As an increasing number of US states look to legalise online gaming and sports betting, Steve Norton, chairman and CEO of Norton Management and a former casino executive holding senior roles at Sands, Gold River Gaming and Argosy Gaming among others, asks if region governments aren’t robbing Peter to pay Paul.
The coronavirus pandemic is undoubtedly going to change American casino gaming, probably very negatively for the major resort casino operators.
As more states approve online gaming, on line sports betting, on line poker or online lottery games; visits to casino resorts, race track slots and play on gaming machines in bars, will certainly decline, even after the current COVID-19 concerns disappear.

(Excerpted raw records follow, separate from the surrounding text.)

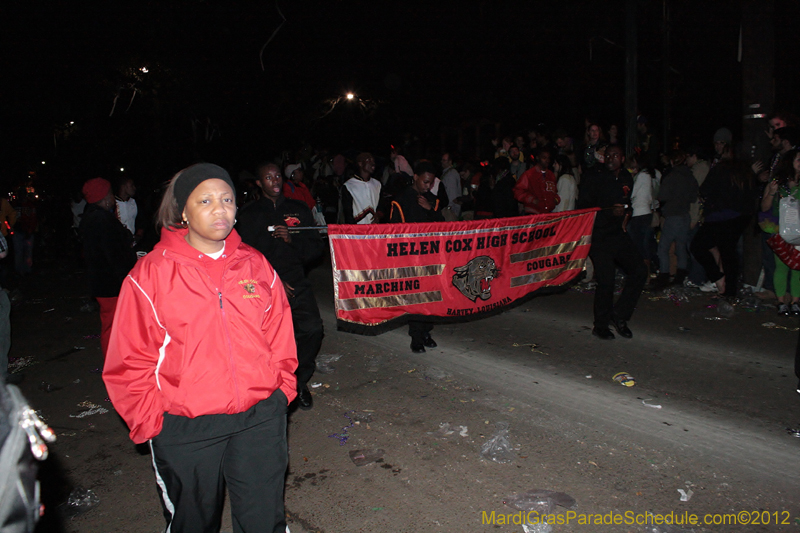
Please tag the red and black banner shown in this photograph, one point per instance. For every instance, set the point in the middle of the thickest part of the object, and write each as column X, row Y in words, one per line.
column 384, row 274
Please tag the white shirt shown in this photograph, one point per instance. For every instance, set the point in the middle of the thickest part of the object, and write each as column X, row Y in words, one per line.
column 452, row 185
column 366, row 195
column 568, row 192
column 642, row 194
column 126, row 213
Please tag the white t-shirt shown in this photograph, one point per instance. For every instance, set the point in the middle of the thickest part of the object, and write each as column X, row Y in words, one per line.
column 642, row 194
column 126, row 213
column 568, row 192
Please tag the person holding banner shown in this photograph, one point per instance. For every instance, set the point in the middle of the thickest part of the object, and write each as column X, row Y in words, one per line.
column 418, row 204
column 612, row 246
column 537, row 188
column 289, row 253
column 201, row 362
column 361, row 193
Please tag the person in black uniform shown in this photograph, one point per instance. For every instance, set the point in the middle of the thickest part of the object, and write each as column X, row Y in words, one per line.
column 418, row 204
column 265, row 225
column 612, row 246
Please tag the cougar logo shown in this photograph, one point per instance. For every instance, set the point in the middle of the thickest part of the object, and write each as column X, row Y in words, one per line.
column 474, row 279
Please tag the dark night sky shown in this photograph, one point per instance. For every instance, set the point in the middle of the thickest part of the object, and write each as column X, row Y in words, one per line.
column 429, row 66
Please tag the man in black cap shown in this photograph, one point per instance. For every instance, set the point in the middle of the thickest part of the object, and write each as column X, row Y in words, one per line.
column 266, row 225
column 612, row 246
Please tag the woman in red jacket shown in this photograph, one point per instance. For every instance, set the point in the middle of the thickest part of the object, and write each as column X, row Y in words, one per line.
column 201, row 362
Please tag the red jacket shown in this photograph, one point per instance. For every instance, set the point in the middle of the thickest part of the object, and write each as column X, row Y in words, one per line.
column 536, row 191
column 196, row 336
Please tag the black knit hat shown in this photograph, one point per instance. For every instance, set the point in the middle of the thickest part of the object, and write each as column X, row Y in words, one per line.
column 191, row 177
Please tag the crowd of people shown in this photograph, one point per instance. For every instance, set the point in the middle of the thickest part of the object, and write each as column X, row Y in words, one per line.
column 665, row 218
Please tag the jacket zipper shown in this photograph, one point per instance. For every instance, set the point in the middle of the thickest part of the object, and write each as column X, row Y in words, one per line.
column 230, row 350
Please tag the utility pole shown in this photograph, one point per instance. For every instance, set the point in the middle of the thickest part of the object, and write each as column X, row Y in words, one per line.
column 631, row 60
column 665, row 79
column 757, row 57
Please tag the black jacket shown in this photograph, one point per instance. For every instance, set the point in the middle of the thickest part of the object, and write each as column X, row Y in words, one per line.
column 288, row 259
column 406, row 208
column 106, row 250
column 604, row 190
column 504, row 204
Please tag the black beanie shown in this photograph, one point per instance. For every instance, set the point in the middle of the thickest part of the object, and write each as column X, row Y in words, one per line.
column 192, row 176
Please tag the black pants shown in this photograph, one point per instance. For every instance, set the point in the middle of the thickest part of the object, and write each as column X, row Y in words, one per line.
column 195, row 458
column 723, row 235
column 308, row 331
column 419, row 331
column 608, row 253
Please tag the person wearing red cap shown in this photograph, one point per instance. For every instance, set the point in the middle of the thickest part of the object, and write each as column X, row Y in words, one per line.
column 106, row 249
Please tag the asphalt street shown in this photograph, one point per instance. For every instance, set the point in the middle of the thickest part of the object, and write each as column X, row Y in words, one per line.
column 725, row 390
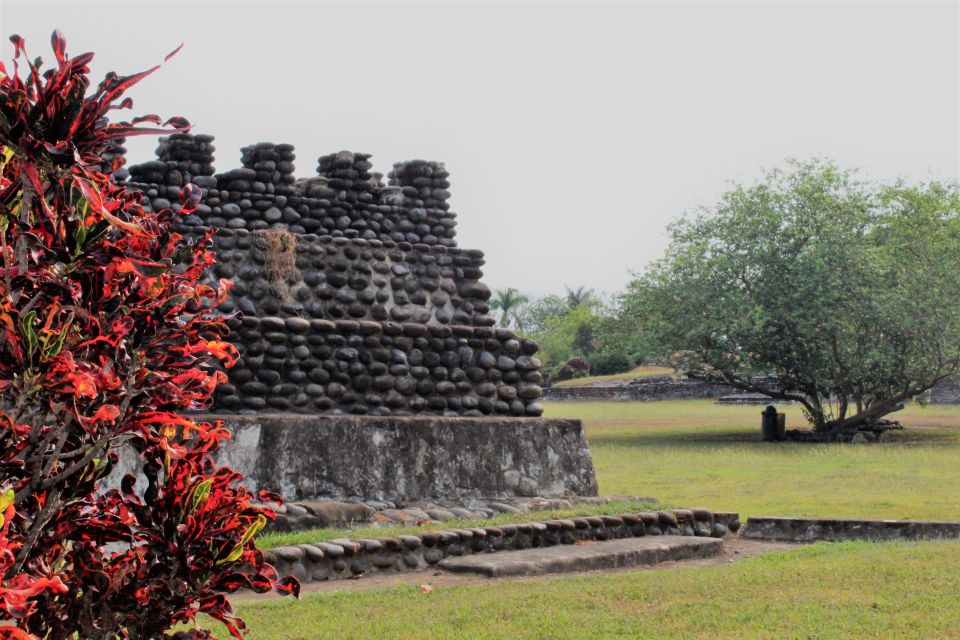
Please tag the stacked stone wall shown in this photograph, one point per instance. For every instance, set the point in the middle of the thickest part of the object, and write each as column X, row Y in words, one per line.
column 338, row 278
column 349, row 296
column 946, row 392
column 362, row 367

State tax collections may increase thanks to the many new ways to gamble, but the nearly two million industry jobs, a long with taxes collected at landbased casinos will definitely decline. Taxes on hotel accommodations, food and beverage sales, live entertainment and even casino gaming will be impacted, as more convenient gambling options become available via smartphone, tablet or home computer, reducing the need to travel to the nearest casino.
Unfortunately, gaming operators in major US states, like California, Nevada, New Jersey, Florida, Oklahoma, and Illinois will see decreases in visitation and future gambling expansion will more likely resemble Europe, with UK-style sports betting parlours which also offer slots or VLT machines.
It’s a shame that some of the states, now expanding the ways to gamble, don’t instead consider granting short-term or temporary approval for iGaming, this would leave the door open for our incredible casino resorts to come back after the virus scare disappears.
It’s also important to note that even if the idea of billion dollar integrated resorts wanes in the US, this is not likely to occur in newer, competing destinations, such as Macau, Singapore or Japan.
The convenience of betting online also has an other big negative. And that is the inevitable growth in compulsive gambling and the likelihood of minors getting access to a parent’s credit card or bank info, following the example of the UK, where 30 percent of minors have reportedly gambled in the last year.